Reconfigured memory is central to “See Past” (2019) as well. Another portrait, it depicts a person sitting in a chair, staring at an artist or photographer. Both portraits suggest the idea of parody in the sense that they take a hackneyed genre and make it new. Freeman’s intention is not to mock the model but to reinvigorate it with her individual aesthetic. The punning title of the latter painting points to memory, in terms of both seeing the past and seeing past memory by transmuting a recollection into a color-based relationship between abstract forms.
The title of “The Rear View” (2018) may allude to the compressed reflection we see looking into an automobile’s rearview mirror, but the abstract composition evokes a still life as Freeman again plays shapes against colors. Similarly, in “Old Stone” (2017-19) the interaction between shapes and pigments renders a kind of transmuted landscape, with a foreground, horizon line, and sky.
Freeman’s experiment with ceramics, Blocks (2015-19), represents yet another facet of her transmutation of memory. The four-year gestation of this mass of glazed ceramic cubes might seem to contradict her reflection on her work process — the “park-closes-at-midnight” time-frame for working — but the sculpture is a multiplicity, rather than a single unit, with each element being a work in itself. The ceramic blocks, poured onto the floor, reference childhood play, another nod to memory, this one incorporating the collective audience.
Freeman’s painted books, arrayed in a vitrine in the Karma bookstore, likewise evoke child’s play — here a child’s inclination to draw and scribble on his or her picture books.

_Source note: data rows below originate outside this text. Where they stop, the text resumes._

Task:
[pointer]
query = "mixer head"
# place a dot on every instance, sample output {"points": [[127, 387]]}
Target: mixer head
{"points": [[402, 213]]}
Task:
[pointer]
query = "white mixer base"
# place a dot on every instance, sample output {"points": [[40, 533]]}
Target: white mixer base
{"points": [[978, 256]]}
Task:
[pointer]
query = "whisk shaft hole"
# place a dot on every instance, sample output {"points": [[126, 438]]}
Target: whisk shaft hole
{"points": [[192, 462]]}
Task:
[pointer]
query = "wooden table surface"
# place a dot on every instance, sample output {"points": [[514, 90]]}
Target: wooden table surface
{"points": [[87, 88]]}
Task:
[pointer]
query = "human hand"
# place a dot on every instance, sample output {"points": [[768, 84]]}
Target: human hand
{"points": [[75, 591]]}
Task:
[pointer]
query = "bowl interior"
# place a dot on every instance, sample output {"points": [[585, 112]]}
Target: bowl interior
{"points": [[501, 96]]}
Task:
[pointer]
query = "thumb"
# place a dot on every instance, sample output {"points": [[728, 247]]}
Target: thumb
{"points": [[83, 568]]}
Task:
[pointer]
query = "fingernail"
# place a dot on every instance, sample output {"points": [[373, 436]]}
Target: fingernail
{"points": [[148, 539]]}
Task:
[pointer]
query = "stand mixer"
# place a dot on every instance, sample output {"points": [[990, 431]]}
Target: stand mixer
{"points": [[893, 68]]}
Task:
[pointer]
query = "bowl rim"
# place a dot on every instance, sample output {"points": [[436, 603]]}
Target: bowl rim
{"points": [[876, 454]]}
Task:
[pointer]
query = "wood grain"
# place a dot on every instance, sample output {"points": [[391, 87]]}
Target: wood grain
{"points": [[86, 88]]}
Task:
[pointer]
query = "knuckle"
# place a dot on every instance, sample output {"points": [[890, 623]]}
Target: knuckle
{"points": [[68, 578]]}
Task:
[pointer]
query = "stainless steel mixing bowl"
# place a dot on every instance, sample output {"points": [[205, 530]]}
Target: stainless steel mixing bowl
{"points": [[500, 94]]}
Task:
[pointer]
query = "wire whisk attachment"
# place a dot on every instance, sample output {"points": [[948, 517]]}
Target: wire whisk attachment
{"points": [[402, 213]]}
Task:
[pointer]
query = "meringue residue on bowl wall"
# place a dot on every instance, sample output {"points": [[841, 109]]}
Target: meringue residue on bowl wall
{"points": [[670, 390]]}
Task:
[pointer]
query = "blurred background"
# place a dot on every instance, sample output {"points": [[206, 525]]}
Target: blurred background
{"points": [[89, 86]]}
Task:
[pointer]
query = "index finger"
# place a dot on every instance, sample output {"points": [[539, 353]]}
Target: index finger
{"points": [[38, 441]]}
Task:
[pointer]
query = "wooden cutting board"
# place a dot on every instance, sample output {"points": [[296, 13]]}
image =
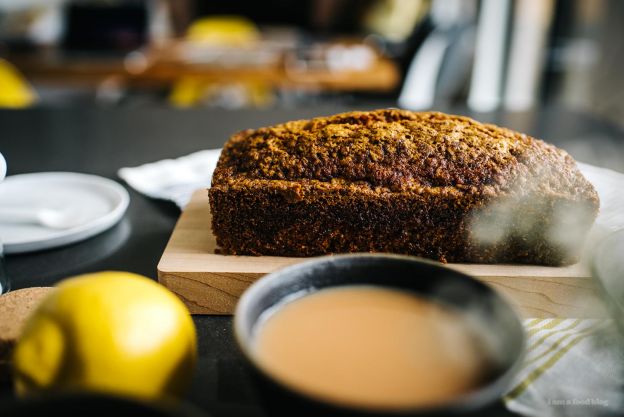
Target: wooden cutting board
{"points": [[211, 283]]}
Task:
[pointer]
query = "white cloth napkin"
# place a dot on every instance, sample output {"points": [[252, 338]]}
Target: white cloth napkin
{"points": [[573, 367], [173, 179]]}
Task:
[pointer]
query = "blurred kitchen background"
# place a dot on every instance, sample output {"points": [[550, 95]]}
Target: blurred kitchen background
{"points": [[487, 55]]}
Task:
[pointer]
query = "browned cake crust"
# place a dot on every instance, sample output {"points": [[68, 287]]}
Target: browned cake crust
{"points": [[428, 184]]}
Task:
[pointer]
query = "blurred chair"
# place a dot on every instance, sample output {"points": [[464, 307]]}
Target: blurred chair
{"points": [[15, 91]]}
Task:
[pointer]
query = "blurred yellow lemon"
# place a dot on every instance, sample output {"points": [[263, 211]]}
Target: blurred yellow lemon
{"points": [[113, 332]]}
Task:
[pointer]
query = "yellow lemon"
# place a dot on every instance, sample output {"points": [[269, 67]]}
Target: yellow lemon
{"points": [[112, 332]]}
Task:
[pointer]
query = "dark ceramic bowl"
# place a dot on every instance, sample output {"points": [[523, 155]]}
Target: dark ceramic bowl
{"points": [[427, 278]]}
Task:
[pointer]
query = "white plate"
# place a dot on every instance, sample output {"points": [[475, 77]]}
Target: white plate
{"points": [[99, 201]]}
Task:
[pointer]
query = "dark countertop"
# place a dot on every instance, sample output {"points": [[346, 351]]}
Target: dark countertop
{"points": [[100, 141]]}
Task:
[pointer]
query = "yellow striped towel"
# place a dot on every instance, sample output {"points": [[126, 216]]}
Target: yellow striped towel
{"points": [[572, 367]]}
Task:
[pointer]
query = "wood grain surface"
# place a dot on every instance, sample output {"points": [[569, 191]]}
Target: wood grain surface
{"points": [[211, 283]]}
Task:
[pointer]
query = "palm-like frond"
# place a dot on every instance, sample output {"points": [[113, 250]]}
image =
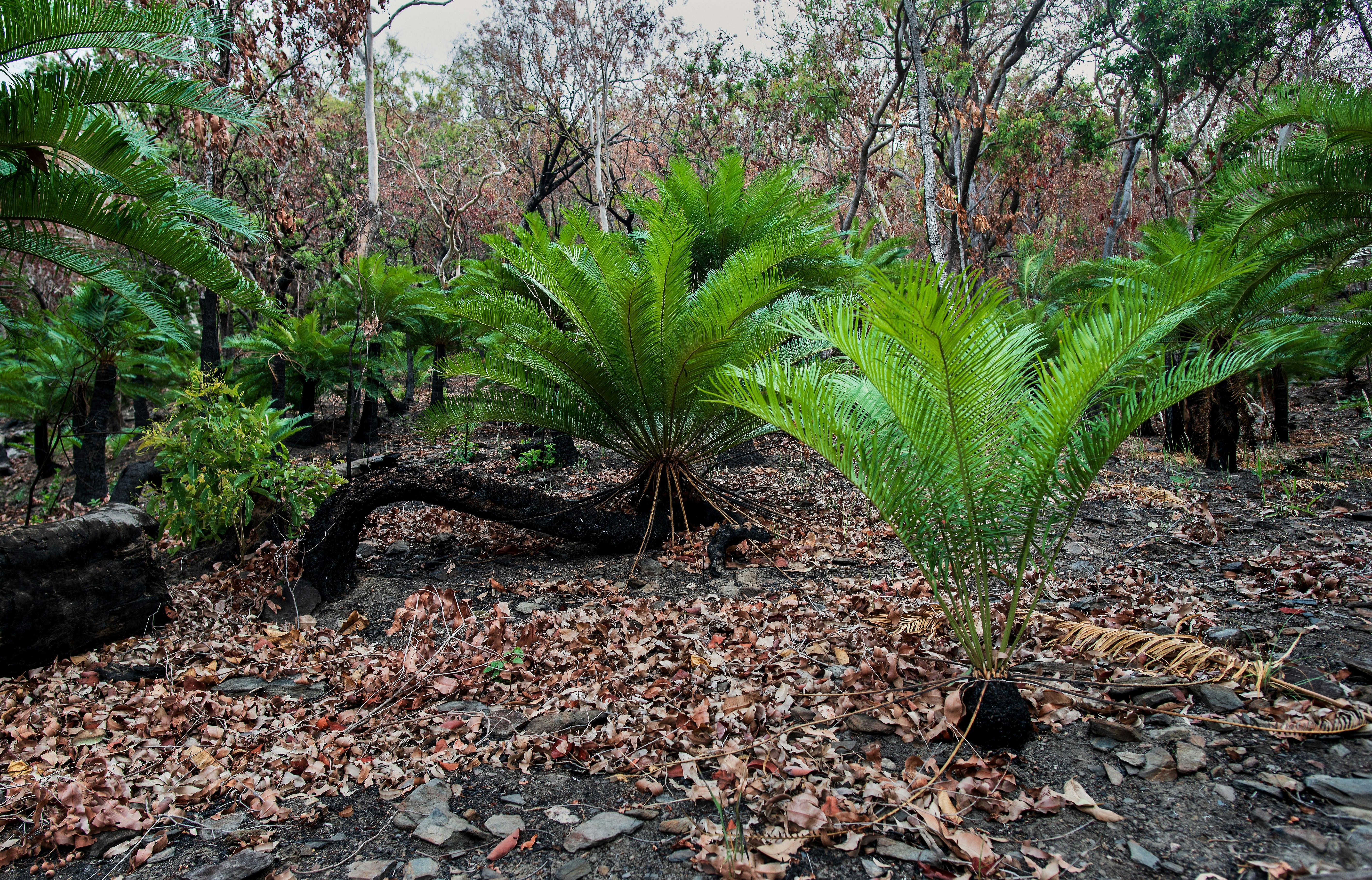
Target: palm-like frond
{"points": [[976, 448]]}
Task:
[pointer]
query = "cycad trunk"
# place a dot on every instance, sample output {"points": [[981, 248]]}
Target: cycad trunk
{"points": [[1281, 406], [437, 378], [91, 425]]}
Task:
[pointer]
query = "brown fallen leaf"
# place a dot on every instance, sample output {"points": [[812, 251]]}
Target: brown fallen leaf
{"points": [[504, 846]]}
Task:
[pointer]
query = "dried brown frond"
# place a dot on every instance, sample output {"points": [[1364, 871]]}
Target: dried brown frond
{"points": [[1183, 655]]}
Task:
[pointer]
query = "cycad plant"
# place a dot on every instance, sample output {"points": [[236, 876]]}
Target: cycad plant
{"points": [[975, 449], [644, 325], [69, 158]]}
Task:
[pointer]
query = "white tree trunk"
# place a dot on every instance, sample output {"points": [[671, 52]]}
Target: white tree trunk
{"points": [[927, 138]]}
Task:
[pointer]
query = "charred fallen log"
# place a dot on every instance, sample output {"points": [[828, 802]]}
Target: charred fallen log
{"points": [[330, 543], [76, 584]]}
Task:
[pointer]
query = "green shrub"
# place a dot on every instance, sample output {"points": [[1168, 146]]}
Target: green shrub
{"points": [[227, 467]]}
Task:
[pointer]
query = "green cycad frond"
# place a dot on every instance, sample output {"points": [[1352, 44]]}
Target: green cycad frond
{"points": [[973, 445], [31, 28], [618, 338]]}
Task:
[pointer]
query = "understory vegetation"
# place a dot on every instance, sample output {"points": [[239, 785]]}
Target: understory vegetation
{"points": [[991, 301]]}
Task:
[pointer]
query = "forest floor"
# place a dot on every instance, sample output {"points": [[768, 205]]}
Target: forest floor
{"points": [[512, 682]]}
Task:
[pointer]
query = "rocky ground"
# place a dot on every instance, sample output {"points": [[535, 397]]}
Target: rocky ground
{"points": [[1172, 779]]}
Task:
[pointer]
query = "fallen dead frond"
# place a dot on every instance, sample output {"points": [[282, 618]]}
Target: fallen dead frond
{"points": [[1182, 655]]}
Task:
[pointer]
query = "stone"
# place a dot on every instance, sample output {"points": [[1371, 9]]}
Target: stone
{"points": [[216, 830], [1357, 846], [442, 828], [903, 852], [1351, 793], [866, 724], [422, 868], [239, 867], [422, 802], [1143, 857], [1218, 698], [1160, 767], [677, 827], [1226, 636], [501, 826], [1116, 731], [560, 721], [574, 870], [600, 828], [1311, 679], [1362, 666], [245, 686], [1190, 758], [164, 856]]}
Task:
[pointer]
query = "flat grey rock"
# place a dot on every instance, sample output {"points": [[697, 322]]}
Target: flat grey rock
{"points": [[501, 826], [216, 830], [239, 867], [282, 687], [1143, 857], [442, 828], [1218, 698], [600, 828], [422, 802], [1351, 793], [575, 870], [562, 721], [422, 868], [1190, 758], [903, 852]]}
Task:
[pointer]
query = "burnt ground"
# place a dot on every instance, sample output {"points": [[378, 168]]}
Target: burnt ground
{"points": [[1211, 822]]}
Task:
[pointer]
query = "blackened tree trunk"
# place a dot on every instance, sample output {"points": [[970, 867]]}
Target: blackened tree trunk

For example, she turns a volume of “The World’s Masters” art-book series, this one dedicated to El Greco, into Nature of the Difficulties. The book is no longer about El Greco but about Freeman’s spectacular experiments with color and artful modifications. The book, like the park and the canvas, becomes the space where her dazzling imagination goes to work. The viewer must go through the books to find the painted pages. All of the works on display require the viewer to absorb the immediate relationships between form and color and to think beyond them, projecting the images into memory. It is labor well worth the effort.